The British seem to have always had a love of sparkling wine, Champagne in particular. However across the Channel the top selling sparkling wine in France is actually Crémant d’Alsace. Crémant wines from Alsace are often mistaken for Champagnes and are made by the same methods, and indeed both come from the same north eastern cool climate area of France. Likewise, the grapes used in both sparkling wines, tend to be similar. The main grapes used in Crémant d’Alsace are Pinot Noir, Pinot Blanc and Pinot Auxerrois.
Pinot Auxerrois is a sibling of Chardonnay and is a cross between Gouais Blanc and Pinot Noir. It shares its name with the Auxerrois vineyards which produce a whole range of Burgundy regional appellations south of the town of Auxerre. The grape is an important component of Crémant d’Alsace, adding body, back bone and a little spice.
Crémant is the French word for “creaming” and the sparkling wines are made with slightly more than half the pressure of champagne. This doesn’t give them any less sparkle but makes a wine with a fizzy mousse of bubbles and a delicious refreshing tingle on the tongue.
The House of Jean Baptiste Adam is one of the best producers. Founded in 1614, the House is one of the rare family estates who can claim 400 years of history in wine making with no less than 14 generations of winemakers behind it. The family’s Livre de Gourmettage (Book of the Gourmet) contains early writings that tell the story of past marketing efforts and retraces the evolution of wine sales from 1786 until today. In the early years of the House, restaurants represented the great majority of the customer base, but the book also shows evidence of transactions in Yokohama, Japan and in New York. Today the House follows bio dynamic principles. Their Crémant is made in the Alsace village of Ammerschwihr which lies in the Kaefferkopf Grand Cru vineyard.
Jean Baptiste Adam’s Crémant Brut d’Alsace is made from a blend of Pinot Auxerrois, Pinot Blanc and Pinot Noir. The wine is a pale lemon colour with golden tints and has a dense very fine mousse. It is highly aromatic with expressive fruity notes of apricot and pear and has hints of lime blossom, spice and brioche. In the mouth it is well balanced, rounded and harmonious.

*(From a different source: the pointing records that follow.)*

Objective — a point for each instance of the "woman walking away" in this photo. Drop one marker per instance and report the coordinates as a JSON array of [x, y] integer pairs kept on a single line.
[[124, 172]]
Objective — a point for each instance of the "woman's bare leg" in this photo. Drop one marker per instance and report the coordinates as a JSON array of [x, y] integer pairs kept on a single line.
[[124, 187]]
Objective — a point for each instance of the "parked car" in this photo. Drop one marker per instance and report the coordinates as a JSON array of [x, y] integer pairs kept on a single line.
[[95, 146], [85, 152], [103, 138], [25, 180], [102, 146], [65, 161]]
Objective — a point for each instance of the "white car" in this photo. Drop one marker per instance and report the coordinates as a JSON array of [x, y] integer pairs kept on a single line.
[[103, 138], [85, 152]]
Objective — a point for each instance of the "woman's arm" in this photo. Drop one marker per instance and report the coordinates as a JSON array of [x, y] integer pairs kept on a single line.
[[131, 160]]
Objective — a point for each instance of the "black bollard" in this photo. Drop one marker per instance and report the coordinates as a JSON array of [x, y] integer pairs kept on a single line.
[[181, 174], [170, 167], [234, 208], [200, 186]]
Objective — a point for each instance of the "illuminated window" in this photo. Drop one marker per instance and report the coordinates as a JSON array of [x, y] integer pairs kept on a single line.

The Crémant d’Alsace Brut Rosé is made from Pinot Noir and is a pale salmon pink in colour with notes of copper. It has a bouquet of red and black currants, cherry and quince. In the mouth it is expressive, well balanced and refreshing with a dense, very fine mousse lasting to the very last sip in the glass.
These are super wines that make great aperitifs but they are also very good with food – try the Crémant Brut d’Alsace with seafood or Thai and Chinese cuisine and the Crémant d’Alsace Brut Rosé with salmon, sushi or raspberry and rhubarb tart!
The founder’s namesake, Jean Baptiste, sees the vineyard as a living organism in its entirety and only uses natural products such as yarrow, nettle and seaweed to control pests and fertilize the vines. Ammerschwihr enjoys a micro climate of sunny, warm and dry days and the region also receives the least amount of yearly rainfall which ensures the gradual ripening of the grapes creating extremely aromatic wines. The soils are a mosaic of gneiss, granite, limestone, shale and sandstone. This diversity was created as around 50 million years ago both the Vosges and the Black Forest (in Germany) were a single massif – when it collapsed the Rhine plain was formed. The Alsace vineyards are situated along the fault line and their soil is patchwork of the collapsed ancient upper layers.
Prior to the Second World War, Ammerschwihr was like a village out of a fairy tale complete with fortifications, towers, grain market, gabled houses and wine cellars. The town was so rich that it belonged to three sovereigns – the Emperor, the Lord of Ribeaupierre and the Lord of Hohlandsberg.
Tragedy struck with the Second World War and the village was turned into a field of smouldering ruins during the Battle of Colmar. The House of Jean Baptiste Adam was considered “deutschfeindlich – hostile to the Germans – and their cellar was used as a shelter for many inhabitants of Ammerschwihr during the bombing. The cellar survived intact and is amongst the oldest in the region. Their huge wooden casks are over a century old – in 1883 Jean Baptiste’s great grandfather gave one to each of his 5 children. They are still in use and the initial of each child is carved into the wood. For many years, the annual sales of each cask would be put away for each child, and on the day of their wedding, the daughters would inherit the amount.
Jean Baptiste says that with the House of Jean Baptiste Adam ‘everything is history’ but this is an estate that has embraced new knowledge alongside the old and their superb wines are well worth trying for yourself.